We were in the car one day when my mom was talking about celebrity bodies she admired, wishing she had breasts like Scarlett Johansson. When she asked me my opinion, I said “I don’t like boobs. I’m not attracted to the female body. I can’t sexualize the beautiful female form."
My mom asked, “Are you gay?”
“I don’t want to talk about it right now,” I responded, fearing she might crash the car from pure shock.
“We can wait until we’re home, but I want to have this conversation with you. There’s no need to worry” she replied, agreeing to my request. At home, we sat down on her bed and she asked the question again, reassuring me “there is nothing you can say that will make me not love you. I accept you for who you are. I just want to be there for you and support you.” I then told her I was gay.
“Are you sure?” she asked.
“Yeah, I'm positive,” I confidently announced.
She voiced her concerns, telling me, “Life is already difficult, and now it’s going to be that much more difficult for you.” Her childhood was during the AIDS epidemic. She worried for my safety or that someone would attack me like they did Mathew Shepherd in 1998, one year after I was born.
Soon after I came out, I left the church, abandoning my faith. I no longer felt welcome or accepted in the space I’d spent much of my childhood. My friend Ryan said that when I left, the other kids gossiped about me, saying, “Thomas is gay now! He stopped coming to church and isn't a Christian anymore.” The final service I attended was during the same week as the vote on Prop. 8, the decision for marriage equality in California. The pastor talked about needing to save the sanctity of marriage at all costs, advocating against supporting gay marriage. He even said, “The church shouldn’t help find a cure for AIDS. We should just let them die from it." These words dripped from his mouth like venom off the fangs of a snake. This was similar to the stance outlined earlier in Mike Pence’s 2000 congressional campaign website, advocating that:
“Congress should oppose any effort to put gay and lesbian relationships on an equal legal status with heterosexual marriage… Oppose any effort to recognize homosexuals as a ‘discreet and insular minority’ entitled to the protection of anti-discrimination laws… and complete an audit to ensure that federal dollars were no longer being given to organizations that celebrate and encourage the types of behaviors that facilitate the spreading of the HIV virus. Resources should be directed toward those institutions which provide assistance to those seeking to change their sexual behavior.”
After hearing this, I knew I could never come back. Several years after my self-imposed exile from the church, their stance on homosexuality was still rigid. When my friend Ryan finally came out, he was told, "He couldn't be a Christian if he was gay,” and was asked to leave.
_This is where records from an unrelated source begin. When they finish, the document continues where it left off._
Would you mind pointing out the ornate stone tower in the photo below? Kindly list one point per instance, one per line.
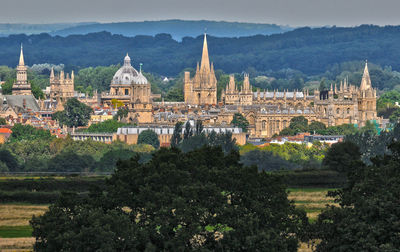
(21, 86)
(61, 86)
(366, 99)
(202, 89)
(246, 94)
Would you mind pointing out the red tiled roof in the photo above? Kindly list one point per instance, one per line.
(5, 130)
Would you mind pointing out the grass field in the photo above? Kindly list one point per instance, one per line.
(16, 244)
(15, 231)
(19, 214)
(312, 200)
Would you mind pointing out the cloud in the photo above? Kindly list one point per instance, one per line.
(292, 12)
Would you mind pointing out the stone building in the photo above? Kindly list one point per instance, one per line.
(268, 112)
(21, 86)
(232, 96)
(61, 85)
(131, 87)
(202, 89)
(130, 135)
(348, 103)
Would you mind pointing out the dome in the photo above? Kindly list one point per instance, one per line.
(127, 75)
(141, 79)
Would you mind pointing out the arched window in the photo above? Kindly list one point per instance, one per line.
(263, 125)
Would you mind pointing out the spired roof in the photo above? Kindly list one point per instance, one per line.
(366, 80)
(205, 61)
(127, 75)
(21, 58)
(267, 94)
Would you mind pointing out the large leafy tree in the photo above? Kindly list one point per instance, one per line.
(176, 136)
(149, 137)
(27, 132)
(110, 126)
(202, 200)
(341, 156)
(75, 114)
(240, 121)
(369, 213)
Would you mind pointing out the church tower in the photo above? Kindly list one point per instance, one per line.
(21, 86)
(366, 99)
(202, 89)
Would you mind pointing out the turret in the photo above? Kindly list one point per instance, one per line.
(21, 58)
(232, 86)
(52, 75)
(205, 61)
(246, 83)
(366, 80)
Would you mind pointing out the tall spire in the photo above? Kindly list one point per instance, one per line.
(127, 60)
(366, 80)
(205, 61)
(21, 57)
(52, 74)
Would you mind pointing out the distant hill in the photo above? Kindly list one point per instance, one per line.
(8, 29)
(311, 51)
(177, 28)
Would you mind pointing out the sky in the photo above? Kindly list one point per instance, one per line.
(284, 12)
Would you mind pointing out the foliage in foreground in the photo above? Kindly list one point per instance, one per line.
(369, 213)
(75, 114)
(300, 124)
(201, 200)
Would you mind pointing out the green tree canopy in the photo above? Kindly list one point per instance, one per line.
(149, 137)
(75, 114)
(341, 156)
(202, 200)
(110, 126)
(367, 217)
(27, 132)
(240, 121)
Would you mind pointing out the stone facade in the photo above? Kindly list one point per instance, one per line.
(202, 88)
(131, 87)
(61, 86)
(21, 86)
(130, 135)
(268, 112)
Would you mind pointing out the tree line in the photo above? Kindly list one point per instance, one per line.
(309, 50)
(205, 199)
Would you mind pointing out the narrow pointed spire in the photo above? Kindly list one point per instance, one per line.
(21, 57)
(205, 61)
(232, 85)
(366, 80)
(52, 73)
(246, 82)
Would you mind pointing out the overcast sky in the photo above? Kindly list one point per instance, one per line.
(284, 12)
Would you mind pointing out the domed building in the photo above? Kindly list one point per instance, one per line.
(128, 86)
(132, 88)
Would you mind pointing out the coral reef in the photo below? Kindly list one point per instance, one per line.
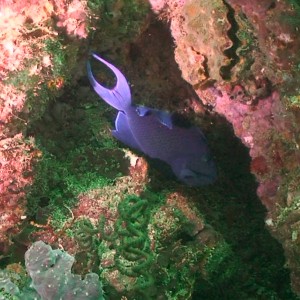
(241, 58)
(65, 181)
(50, 272)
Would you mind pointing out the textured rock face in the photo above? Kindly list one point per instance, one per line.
(242, 58)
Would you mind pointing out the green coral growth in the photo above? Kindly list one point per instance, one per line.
(134, 257)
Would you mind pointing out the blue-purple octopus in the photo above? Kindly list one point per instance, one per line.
(154, 133)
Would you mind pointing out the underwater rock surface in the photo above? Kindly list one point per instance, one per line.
(64, 180)
(242, 58)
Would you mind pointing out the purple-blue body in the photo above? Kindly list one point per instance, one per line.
(153, 132)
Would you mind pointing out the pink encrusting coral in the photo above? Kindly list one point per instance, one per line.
(242, 58)
(16, 162)
(26, 85)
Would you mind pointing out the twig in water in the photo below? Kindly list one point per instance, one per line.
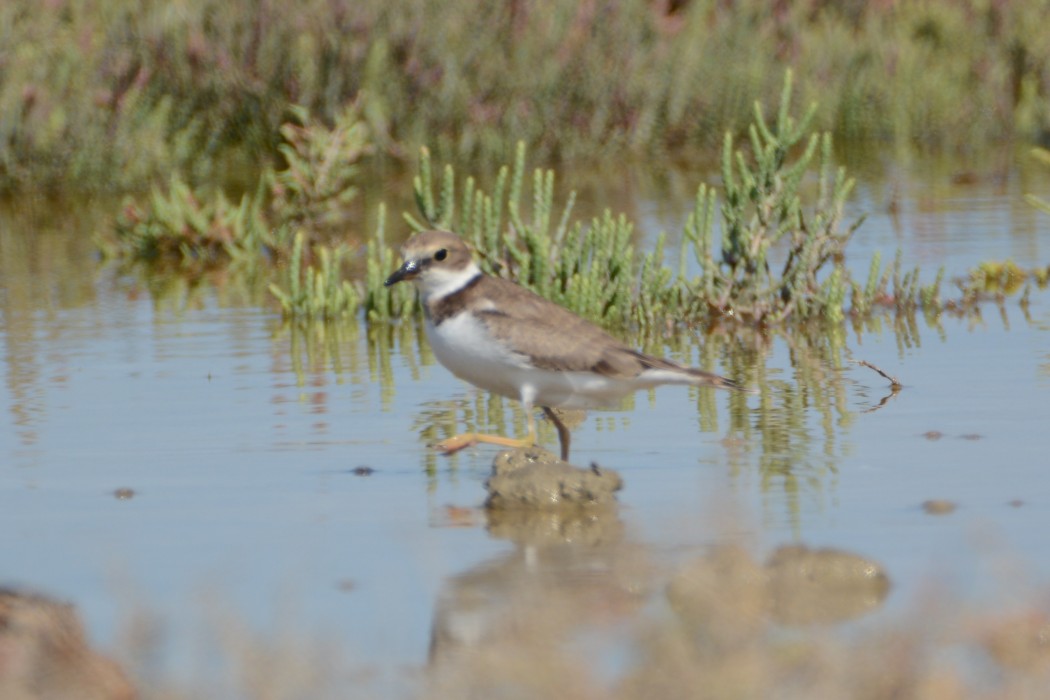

Now, I’m living in New York City and going to school in Greenwich Village, the first person in my family to attend college. I feel happy to be single and dating. I’ve been recently focusing on my understanding of what spirituality means to me and my new relationship with religion. I’m still religious, but now on my own terms. I’m enjoying being in the part of the city where the gay rights movement started and developed—where there are more hot men than one young twink can handle. I’m excited to attend Pride this year for the first time in NYC and continue to grow and learn from the many experiences I will have.